Однажды, когда они стояли у подножия Эхо-холма, две сестры, потрясенные чистотой и прозрачностью звука корнета Лика, поставили на землю корзины с фруктами и присели на минутку на краю обрыва, чтобы послушать. Профессор повернул голову к Лику и, подмигнув, подал команду сделать паузу, а потом посмотрел на него таким взглядом, что внутри у мальчика все перевернулось. Лик сверху вниз посмотрел на маленького человечка — теперь, когда он подрос, он именно так и смотрел на учителя — и постарался восстановить дыхание.

— Послушай, Лик, что я тебе скажу, — произнес Профессор. — Хороший трубач играет четырьмя частями тела. А ты пока играешь только головой и губами.

— Сэр… — начал было Лик, но Профессор, прервав его, продолжал:

— Да ты не волнуйся. Большинство трубачей, играя хот[22] или гимны, играют в лучшем случае всего одной частью тела! А ты, хотя тебе нет еще и десяти лет, уже можешь задействовать две!

— Да, сэр, — сказал Лик. — А какие еще части тела не задействованы?

— Нет, Лик, не мне говорить тебе об этом. Ты сам дойдешь до этого в свое время. В свое время, ты понял?

— Ну а Бадди Болден, сэр? Сколько частей тела задействует он во время игры?

Лицо Профессора подобрело, и на его губах заиграла едва заметная улыбка.

— Старина Бадди? — переспросил он. — Он, когда играет, задействует три части тела. Старина Бадди никогда по-настоящему не использовал при игре голову.

Пытаясь как можно более точно передать Лику все премудрости игры, Профессор не смог бы лучше, а главное, более понятно для мальчика описать дар, которым природа его наградила. Ведь когда Лик подносил к губам инструмент… Черт возьми! Если смотреть в корень, то называть корнет Лика «инструментом» было абсолютно неправильно, а главное, бессмысленно. С таким же успехом можно было бы назвать «инструментом» кончики его пальцев или его губы. Дело в том, что, когда Лик впервые взял корнет в руки. Профессор понял, что корнет — это не что иное, как продолжение его самого.

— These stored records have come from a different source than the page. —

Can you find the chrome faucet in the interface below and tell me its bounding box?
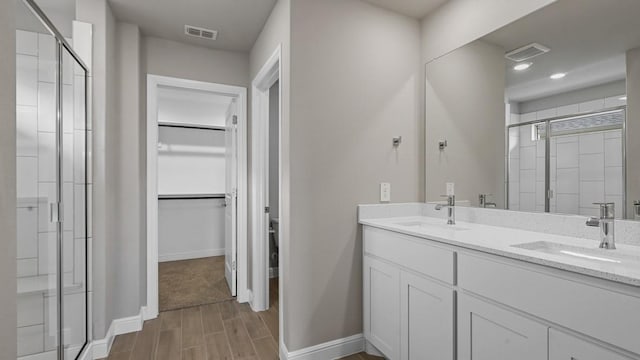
[478,194,497,208]
[587,203,616,250]
[436,195,456,225]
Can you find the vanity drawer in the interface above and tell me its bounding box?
[363,226,455,284]
[458,253,640,354]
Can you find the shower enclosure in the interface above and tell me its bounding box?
[15,0,89,360]
[506,106,626,218]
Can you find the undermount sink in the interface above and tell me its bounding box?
[512,241,640,266]
[394,220,469,231]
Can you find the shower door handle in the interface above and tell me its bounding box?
[49,202,61,223]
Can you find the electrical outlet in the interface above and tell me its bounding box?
[380,183,391,202]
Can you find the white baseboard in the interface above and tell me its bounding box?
[158,248,224,262]
[80,307,146,360]
[280,334,364,360]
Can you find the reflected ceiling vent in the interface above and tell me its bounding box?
[504,43,550,62]
[184,25,218,40]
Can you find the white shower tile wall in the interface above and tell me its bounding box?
[16,30,90,357]
[508,96,626,218]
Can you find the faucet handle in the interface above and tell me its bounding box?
[593,202,616,219]
[440,195,456,206]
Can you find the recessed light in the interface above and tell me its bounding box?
[513,63,532,71]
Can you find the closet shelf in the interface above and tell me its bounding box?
[158,194,225,200]
[158,122,226,131]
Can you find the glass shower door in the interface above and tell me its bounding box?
[61,47,88,359]
[16,1,87,360]
[16,2,61,358]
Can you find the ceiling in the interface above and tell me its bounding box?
[364,0,447,19]
[483,0,640,102]
[109,0,276,51]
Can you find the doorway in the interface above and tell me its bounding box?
[250,47,286,349]
[144,75,247,319]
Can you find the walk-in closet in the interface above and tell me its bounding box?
[157,87,234,311]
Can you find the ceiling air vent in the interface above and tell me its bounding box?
[504,43,549,62]
[184,25,218,40]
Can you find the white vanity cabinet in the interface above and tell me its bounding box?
[363,227,455,360]
[363,222,640,360]
[458,294,548,360]
[364,256,400,359]
[549,329,632,360]
[400,272,454,360]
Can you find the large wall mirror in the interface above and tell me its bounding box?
[425,0,640,219]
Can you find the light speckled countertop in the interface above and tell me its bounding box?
[360,216,640,287]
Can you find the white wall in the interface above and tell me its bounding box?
[283,0,424,351]
[76,0,116,339]
[425,40,506,208]
[422,0,556,63]
[511,80,627,114]
[245,0,295,310]
[0,1,17,359]
[107,23,146,319]
[158,127,225,195]
[158,89,231,261]
[143,36,249,86]
[158,199,225,261]
[269,83,280,219]
[158,87,232,126]
[627,48,640,214]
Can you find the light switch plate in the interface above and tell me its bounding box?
[380,183,391,202]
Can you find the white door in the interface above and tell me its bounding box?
[224,99,238,296]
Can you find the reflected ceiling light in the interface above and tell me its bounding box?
[513,63,533,71]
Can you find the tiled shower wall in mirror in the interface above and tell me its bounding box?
[16,30,86,359]
[507,94,626,218]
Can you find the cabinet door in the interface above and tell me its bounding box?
[400,272,454,360]
[549,329,631,360]
[363,256,400,360]
[458,294,548,360]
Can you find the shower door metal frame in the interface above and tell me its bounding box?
[22,0,89,360]
[505,105,627,219]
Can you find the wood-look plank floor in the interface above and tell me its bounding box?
[102,280,381,360]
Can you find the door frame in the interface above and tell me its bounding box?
[250,45,283,312]
[143,74,249,320]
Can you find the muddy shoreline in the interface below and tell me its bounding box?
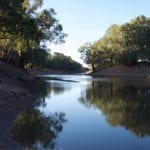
[0,62,39,150]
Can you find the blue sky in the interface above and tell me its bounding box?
[43,0,150,63]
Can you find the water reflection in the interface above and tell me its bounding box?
[12,109,66,149]
[79,80,150,137]
[34,80,70,107]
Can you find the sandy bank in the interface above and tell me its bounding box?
[0,62,37,150]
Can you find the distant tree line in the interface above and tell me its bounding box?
[0,0,82,72]
[79,16,150,70]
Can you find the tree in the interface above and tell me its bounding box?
[0,0,66,67]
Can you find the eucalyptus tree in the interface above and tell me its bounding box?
[0,0,66,67]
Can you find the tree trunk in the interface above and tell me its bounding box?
[19,51,24,69]
[91,63,95,72]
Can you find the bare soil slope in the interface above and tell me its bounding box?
[0,61,37,150]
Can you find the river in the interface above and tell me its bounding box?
[13,75,150,150]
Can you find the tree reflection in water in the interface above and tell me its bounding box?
[79,80,150,137]
[12,109,66,149]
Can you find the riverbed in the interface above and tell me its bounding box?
[14,75,150,150]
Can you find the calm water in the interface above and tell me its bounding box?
[13,75,150,150]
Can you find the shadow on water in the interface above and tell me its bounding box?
[79,79,150,137]
[12,109,66,149]
[34,80,70,107]
[12,80,67,149]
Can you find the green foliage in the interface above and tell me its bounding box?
[0,0,66,67]
[79,16,150,70]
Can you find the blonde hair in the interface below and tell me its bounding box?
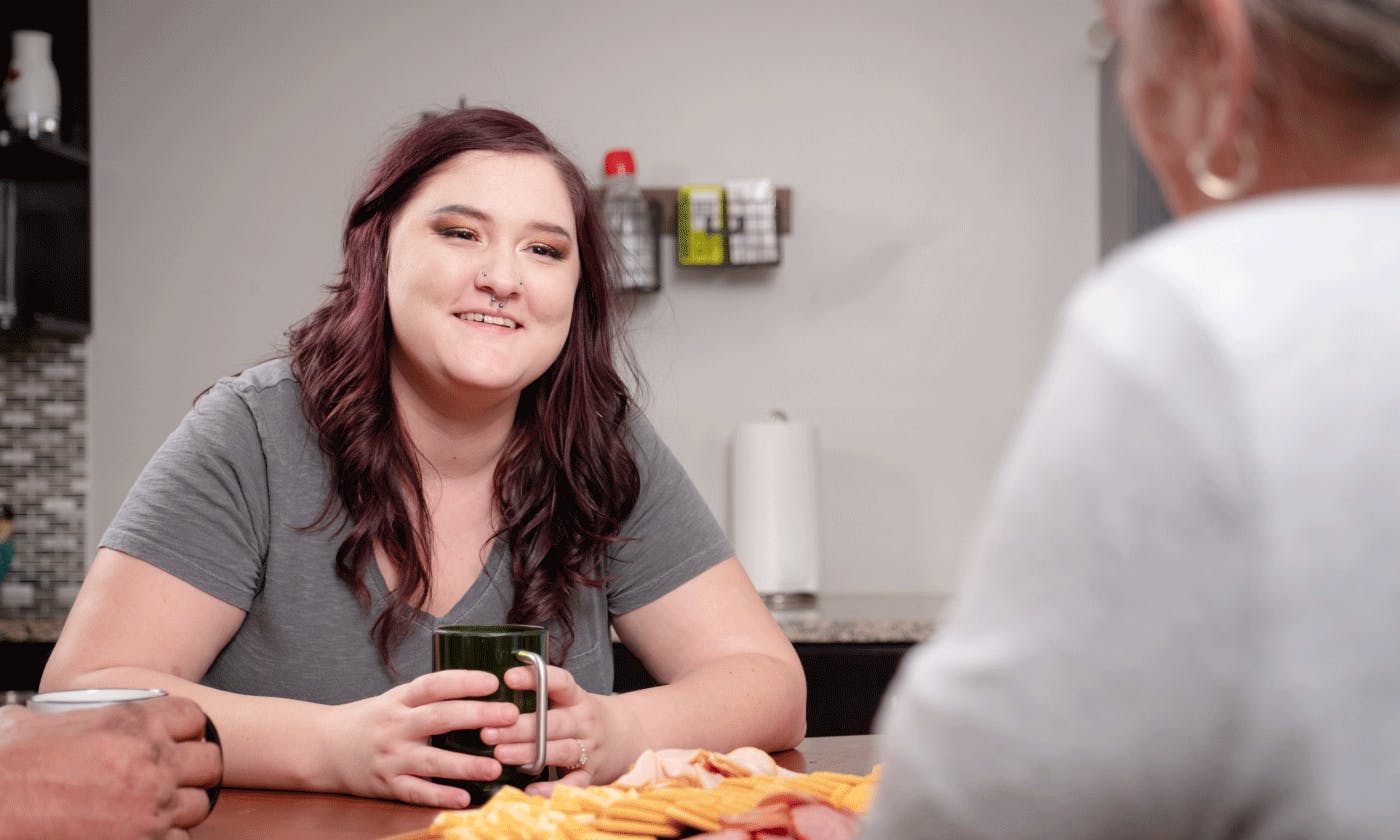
[1245,0,1400,111]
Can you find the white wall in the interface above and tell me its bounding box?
[88,0,1098,592]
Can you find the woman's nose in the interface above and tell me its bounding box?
[476,259,515,300]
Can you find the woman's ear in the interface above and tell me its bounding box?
[1196,0,1257,142]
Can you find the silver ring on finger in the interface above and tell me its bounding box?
[564,738,588,773]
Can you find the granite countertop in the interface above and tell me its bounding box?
[0,594,946,644]
[0,610,63,643]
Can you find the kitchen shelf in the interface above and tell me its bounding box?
[594,186,792,237]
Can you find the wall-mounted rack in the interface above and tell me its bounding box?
[594,186,792,237]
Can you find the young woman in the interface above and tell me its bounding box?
[43,109,805,808]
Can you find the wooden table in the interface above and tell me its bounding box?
[190,735,875,840]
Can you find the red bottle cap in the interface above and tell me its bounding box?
[603,148,637,175]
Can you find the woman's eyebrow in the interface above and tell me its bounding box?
[433,204,574,242]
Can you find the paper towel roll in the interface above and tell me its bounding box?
[729,416,820,595]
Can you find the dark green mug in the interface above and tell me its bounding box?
[433,624,549,805]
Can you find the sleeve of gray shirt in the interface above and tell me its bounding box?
[606,412,734,615]
[864,277,1257,840]
[102,381,269,610]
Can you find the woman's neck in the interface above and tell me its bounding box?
[389,368,519,484]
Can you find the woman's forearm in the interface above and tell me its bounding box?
[58,668,343,791]
[615,654,806,753]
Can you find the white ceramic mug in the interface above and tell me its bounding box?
[25,689,224,811]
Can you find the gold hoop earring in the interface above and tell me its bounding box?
[1186,134,1259,202]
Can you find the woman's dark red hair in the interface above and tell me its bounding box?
[290,108,638,662]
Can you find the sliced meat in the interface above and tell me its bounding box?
[720,804,792,836]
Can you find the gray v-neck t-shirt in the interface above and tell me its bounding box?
[102,358,734,703]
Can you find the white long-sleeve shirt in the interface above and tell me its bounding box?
[864,189,1400,840]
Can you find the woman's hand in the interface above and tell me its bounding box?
[321,671,526,808]
[482,665,640,795]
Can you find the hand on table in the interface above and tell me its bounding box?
[0,697,223,840]
[482,665,633,795]
[322,671,519,808]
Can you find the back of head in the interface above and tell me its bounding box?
[1246,0,1400,113]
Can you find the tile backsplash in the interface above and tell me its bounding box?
[0,333,88,619]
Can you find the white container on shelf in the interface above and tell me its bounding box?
[4,29,59,139]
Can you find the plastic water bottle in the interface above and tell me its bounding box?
[603,148,661,291]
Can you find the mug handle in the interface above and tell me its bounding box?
[204,714,224,811]
[515,651,549,776]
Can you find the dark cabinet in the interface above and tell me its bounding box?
[0,0,92,335]
[613,643,913,738]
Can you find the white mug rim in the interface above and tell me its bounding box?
[25,689,165,710]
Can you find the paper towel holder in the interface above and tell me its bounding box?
[759,592,816,612]
[731,407,820,612]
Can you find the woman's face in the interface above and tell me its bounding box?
[388,151,580,414]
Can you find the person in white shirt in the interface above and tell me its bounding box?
[865,0,1400,840]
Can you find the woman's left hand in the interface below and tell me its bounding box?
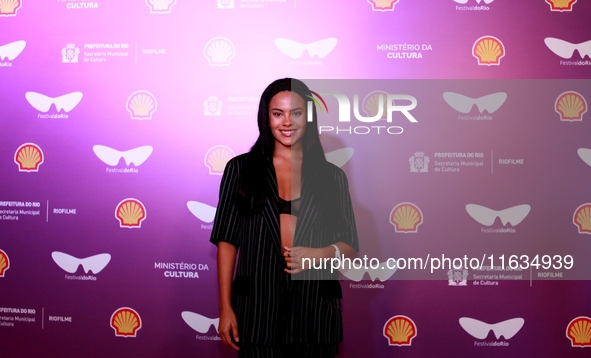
[283,246,324,274]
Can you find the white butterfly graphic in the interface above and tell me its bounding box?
[339,262,397,282]
[460,317,525,339]
[275,37,337,58]
[181,311,220,334]
[466,204,531,226]
[443,92,507,113]
[0,40,27,61]
[544,37,591,58]
[25,92,82,112]
[324,148,355,168]
[187,201,217,223]
[92,144,154,167]
[51,251,111,275]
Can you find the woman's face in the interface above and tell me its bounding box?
[269,91,306,147]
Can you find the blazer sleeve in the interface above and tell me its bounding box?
[335,168,359,251]
[209,160,240,248]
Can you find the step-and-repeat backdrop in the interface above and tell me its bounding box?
[0,0,591,357]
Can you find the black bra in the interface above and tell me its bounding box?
[278,198,301,216]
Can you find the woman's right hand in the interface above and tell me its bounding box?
[218,308,240,351]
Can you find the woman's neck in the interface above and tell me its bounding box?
[273,145,303,164]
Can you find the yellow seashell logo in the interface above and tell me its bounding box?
[362,91,388,119]
[546,0,577,11]
[573,203,591,234]
[384,315,417,346]
[0,0,23,16]
[14,143,45,172]
[205,145,236,175]
[566,316,591,348]
[111,307,142,338]
[127,90,158,119]
[472,36,505,66]
[0,250,10,277]
[367,0,400,11]
[390,203,423,234]
[115,198,147,229]
[554,91,587,122]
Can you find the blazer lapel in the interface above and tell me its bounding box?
[262,165,282,256]
[293,173,320,247]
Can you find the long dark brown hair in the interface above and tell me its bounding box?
[236,78,330,214]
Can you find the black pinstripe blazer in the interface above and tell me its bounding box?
[210,154,358,346]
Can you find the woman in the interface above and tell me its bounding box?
[211,78,358,357]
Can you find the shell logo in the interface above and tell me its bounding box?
[0,0,23,17]
[0,250,10,277]
[472,36,505,66]
[115,198,148,229]
[203,37,236,66]
[146,0,176,14]
[546,0,577,11]
[390,203,423,234]
[204,145,236,175]
[126,90,158,120]
[384,315,417,346]
[111,307,142,338]
[573,203,591,234]
[367,0,400,11]
[566,316,591,348]
[554,91,587,122]
[14,143,45,172]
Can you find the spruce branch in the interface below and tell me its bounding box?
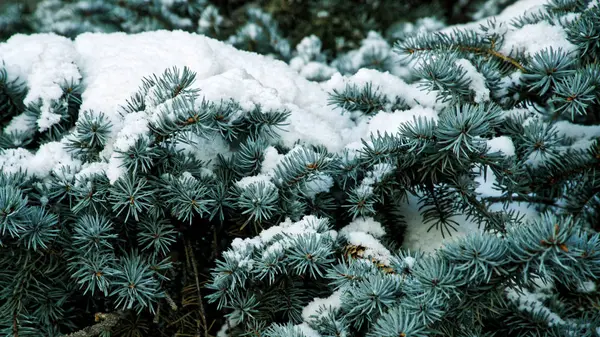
[63,311,121,337]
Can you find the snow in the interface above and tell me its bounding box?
[305,173,333,199]
[456,59,490,103]
[340,217,385,239]
[345,232,391,266]
[507,288,565,326]
[302,290,342,323]
[0,34,81,132]
[235,174,277,189]
[0,142,81,178]
[487,136,515,156]
[4,114,36,134]
[297,323,321,337]
[367,105,438,134]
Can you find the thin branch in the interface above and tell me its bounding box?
[185,240,208,337]
[63,312,121,337]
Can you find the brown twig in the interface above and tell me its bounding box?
[63,312,120,337]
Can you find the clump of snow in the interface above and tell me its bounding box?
[235,174,276,188]
[297,323,321,337]
[340,217,385,239]
[302,290,342,323]
[260,146,284,175]
[577,281,597,293]
[0,142,81,178]
[365,105,438,138]
[500,21,576,55]
[0,34,81,132]
[305,173,333,199]
[456,59,490,103]
[402,194,483,252]
[344,232,391,266]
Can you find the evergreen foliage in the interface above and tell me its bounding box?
[0,0,600,337]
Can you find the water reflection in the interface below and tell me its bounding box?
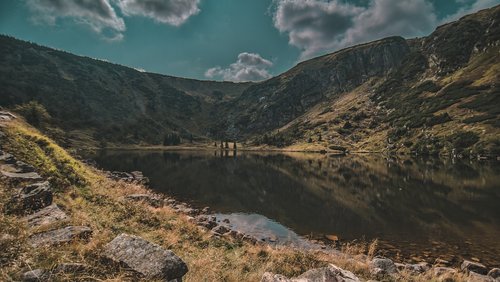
[91,151,500,265]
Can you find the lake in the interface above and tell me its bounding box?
[89,151,500,266]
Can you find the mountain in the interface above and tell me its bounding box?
[0,6,500,155]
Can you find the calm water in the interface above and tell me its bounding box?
[90,151,500,266]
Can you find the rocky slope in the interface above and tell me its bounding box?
[0,6,500,156]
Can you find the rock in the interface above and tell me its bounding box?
[260,264,360,282]
[433,266,457,276]
[104,234,188,281]
[371,257,398,274]
[7,182,52,213]
[212,225,230,235]
[260,272,290,282]
[52,262,87,273]
[403,262,430,274]
[467,272,496,282]
[125,194,164,208]
[22,269,50,282]
[24,204,68,228]
[292,264,360,282]
[28,226,92,247]
[488,268,500,279]
[460,260,488,275]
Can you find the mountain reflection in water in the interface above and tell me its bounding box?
[90,151,500,266]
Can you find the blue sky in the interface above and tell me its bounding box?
[0,0,500,81]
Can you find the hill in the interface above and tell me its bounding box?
[0,6,500,156]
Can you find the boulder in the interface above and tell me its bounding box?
[22,269,50,282]
[488,268,500,279]
[125,194,164,208]
[260,264,360,282]
[24,204,68,228]
[460,260,488,275]
[104,234,188,281]
[292,264,360,282]
[28,226,92,247]
[7,181,52,214]
[370,257,398,274]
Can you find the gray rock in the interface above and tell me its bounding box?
[292,264,360,282]
[104,234,188,281]
[25,204,68,228]
[260,272,290,282]
[22,269,50,282]
[467,272,496,282]
[212,225,230,235]
[52,262,87,273]
[28,226,92,247]
[432,266,457,276]
[460,260,488,275]
[7,182,52,213]
[125,194,164,208]
[488,268,500,279]
[371,257,398,274]
[260,264,360,282]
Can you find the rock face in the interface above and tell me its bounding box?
[104,234,188,281]
[28,226,92,247]
[460,260,488,275]
[261,264,360,282]
[7,182,52,213]
[25,204,68,228]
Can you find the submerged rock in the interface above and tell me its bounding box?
[371,257,398,274]
[28,226,92,247]
[104,234,188,281]
[460,260,488,275]
[261,264,360,282]
[25,204,68,228]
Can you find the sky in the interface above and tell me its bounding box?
[0,0,500,81]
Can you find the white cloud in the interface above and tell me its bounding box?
[27,0,126,40]
[118,0,200,26]
[205,52,273,82]
[440,0,500,23]
[274,0,437,59]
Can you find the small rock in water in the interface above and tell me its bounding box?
[28,226,92,247]
[371,257,398,274]
[460,260,488,275]
[105,234,188,281]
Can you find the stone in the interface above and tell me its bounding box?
[488,268,500,279]
[125,194,164,208]
[28,226,92,247]
[371,257,398,274]
[212,225,230,235]
[22,269,50,282]
[292,264,360,282]
[432,266,457,276]
[24,204,68,228]
[7,181,52,213]
[260,272,290,282]
[52,262,87,273]
[467,272,496,282]
[104,234,188,281]
[460,260,488,275]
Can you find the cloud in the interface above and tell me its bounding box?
[440,0,500,23]
[118,0,200,26]
[273,0,437,59]
[27,0,126,40]
[205,52,273,82]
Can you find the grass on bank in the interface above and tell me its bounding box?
[0,121,461,281]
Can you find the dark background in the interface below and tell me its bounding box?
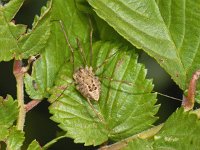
[0,0,182,150]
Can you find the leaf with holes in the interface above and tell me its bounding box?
[49,42,158,145]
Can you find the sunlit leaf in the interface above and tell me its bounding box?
[0,0,51,61]
[49,42,158,145]
[27,140,42,150]
[88,0,200,90]
[25,0,89,99]
[125,109,200,150]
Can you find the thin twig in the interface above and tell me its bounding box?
[99,124,164,150]
[182,70,200,111]
[25,100,41,112]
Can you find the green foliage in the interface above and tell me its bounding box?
[88,0,200,90]
[125,109,200,150]
[0,96,24,150]
[50,42,157,145]
[0,95,19,128]
[28,140,42,150]
[0,0,51,61]
[0,0,200,150]
[25,0,89,99]
[6,127,25,150]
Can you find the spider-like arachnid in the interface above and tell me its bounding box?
[50,21,183,122]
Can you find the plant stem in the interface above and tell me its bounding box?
[99,124,164,150]
[182,70,200,111]
[13,60,26,131]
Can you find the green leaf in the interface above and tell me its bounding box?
[0,0,51,61]
[88,0,200,89]
[123,139,155,150]
[28,140,42,150]
[0,95,18,128]
[25,0,89,99]
[0,0,26,61]
[16,0,52,58]
[49,42,158,145]
[5,127,25,150]
[126,108,200,150]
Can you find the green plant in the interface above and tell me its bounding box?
[0,0,200,150]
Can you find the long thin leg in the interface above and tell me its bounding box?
[76,38,87,66]
[89,18,93,66]
[87,98,104,122]
[59,20,74,72]
[94,51,118,72]
[99,76,182,101]
[52,82,74,102]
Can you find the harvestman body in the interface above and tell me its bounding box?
[59,20,103,121]
[73,66,101,101]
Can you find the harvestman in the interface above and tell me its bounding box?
[57,20,123,121]
[54,20,182,121]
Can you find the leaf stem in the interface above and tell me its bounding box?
[99,124,164,150]
[13,60,26,131]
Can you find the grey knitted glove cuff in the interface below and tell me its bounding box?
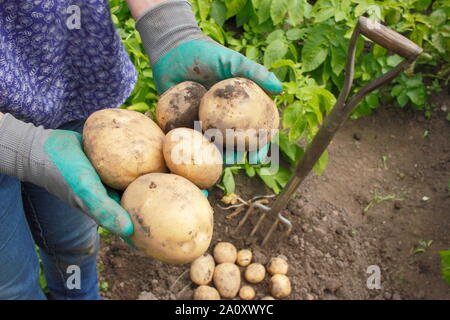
[136,0,209,66]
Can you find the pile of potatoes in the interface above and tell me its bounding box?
[190,242,292,300]
[83,78,279,264]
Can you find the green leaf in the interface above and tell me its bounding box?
[264,40,288,69]
[211,0,227,27]
[286,28,306,41]
[253,0,270,23]
[286,0,304,26]
[302,25,328,72]
[439,249,450,285]
[314,151,328,175]
[331,46,346,76]
[270,0,287,25]
[222,168,236,195]
[225,0,247,19]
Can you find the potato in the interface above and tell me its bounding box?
[83,109,167,190]
[245,263,266,283]
[156,81,206,133]
[269,274,292,299]
[236,249,253,267]
[122,173,214,264]
[194,286,220,300]
[199,78,280,151]
[190,254,216,285]
[239,286,255,300]
[213,242,237,263]
[163,128,223,189]
[213,262,241,299]
[267,257,289,275]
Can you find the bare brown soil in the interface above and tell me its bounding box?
[98,95,450,300]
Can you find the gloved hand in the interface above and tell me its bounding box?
[136,0,282,94]
[0,114,133,237]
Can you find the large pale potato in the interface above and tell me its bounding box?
[156,81,206,133]
[163,128,223,189]
[83,109,167,190]
[122,173,214,264]
[213,262,241,299]
[190,254,216,285]
[199,78,280,151]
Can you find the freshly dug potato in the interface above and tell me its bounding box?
[163,128,223,189]
[190,254,216,285]
[269,274,292,299]
[199,78,280,151]
[156,81,206,133]
[236,249,253,267]
[267,257,289,275]
[83,109,167,190]
[239,286,255,300]
[122,173,214,264]
[245,263,266,283]
[213,262,241,299]
[194,286,220,300]
[213,242,237,264]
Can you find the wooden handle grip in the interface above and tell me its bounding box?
[358,17,423,59]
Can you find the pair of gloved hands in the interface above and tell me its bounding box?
[0,0,282,238]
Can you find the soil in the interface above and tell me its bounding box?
[98,94,450,300]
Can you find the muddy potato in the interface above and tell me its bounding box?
[194,286,220,300]
[156,81,206,133]
[163,128,223,189]
[213,262,241,299]
[213,242,237,264]
[122,173,213,264]
[267,257,289,275]
[245,263,266,283]
[199,78,280,151]
[236,249,253,267]
[190,254,216,285]
[239,286,255,300]
[83,109,167,190]
[269,274,292,299]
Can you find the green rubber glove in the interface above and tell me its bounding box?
[0,114,133,237]
[136,0,282,94]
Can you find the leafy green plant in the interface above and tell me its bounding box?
[439,249,450,285]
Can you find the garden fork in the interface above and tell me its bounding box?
[234,17,423,246]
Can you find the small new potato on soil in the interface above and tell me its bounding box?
[213,262,241,299]
[245,263,266,284]
[156,81,206,133]
[194,286,220,300]
[269,274,292,299]
[121,173,214,264]
[267,257,289,275]
[190,254,216,285]
[83,109,167,190]
[199,78,280,151]
[163,128,223,189]
[213,242,237,264]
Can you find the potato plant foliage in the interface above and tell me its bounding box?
[109,0,450,194]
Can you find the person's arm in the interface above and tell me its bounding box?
[127,0,282,94]
[0,113,134,237]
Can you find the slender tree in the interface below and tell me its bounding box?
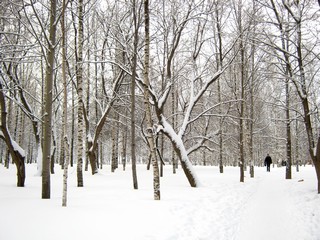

В конечном счете Лику, несомненно, повезло в том, что он обрел музыку в школе «Два М» (недаром Толстуха Анни утверждала, что ему всегда везло), а то бы он наверняка сгинул, не оставив следа, в несметной толпе других детей и подростков, стрелков и кулаков. Сам Лик считал корнет чем-то вроде спасательного круга, какие он видел на пароходах, плывших по Миссисипи; этот круг удерживал его на плаву, в то время как его сотоварищи по школе, устав от нескончаемой борьбы, опустили руки и бесследно канули в пучине страданий и невзгод. Но, разумеется, жизнь Лика в школе не стала лучше, хотя он и привык постепенно к ее рутине.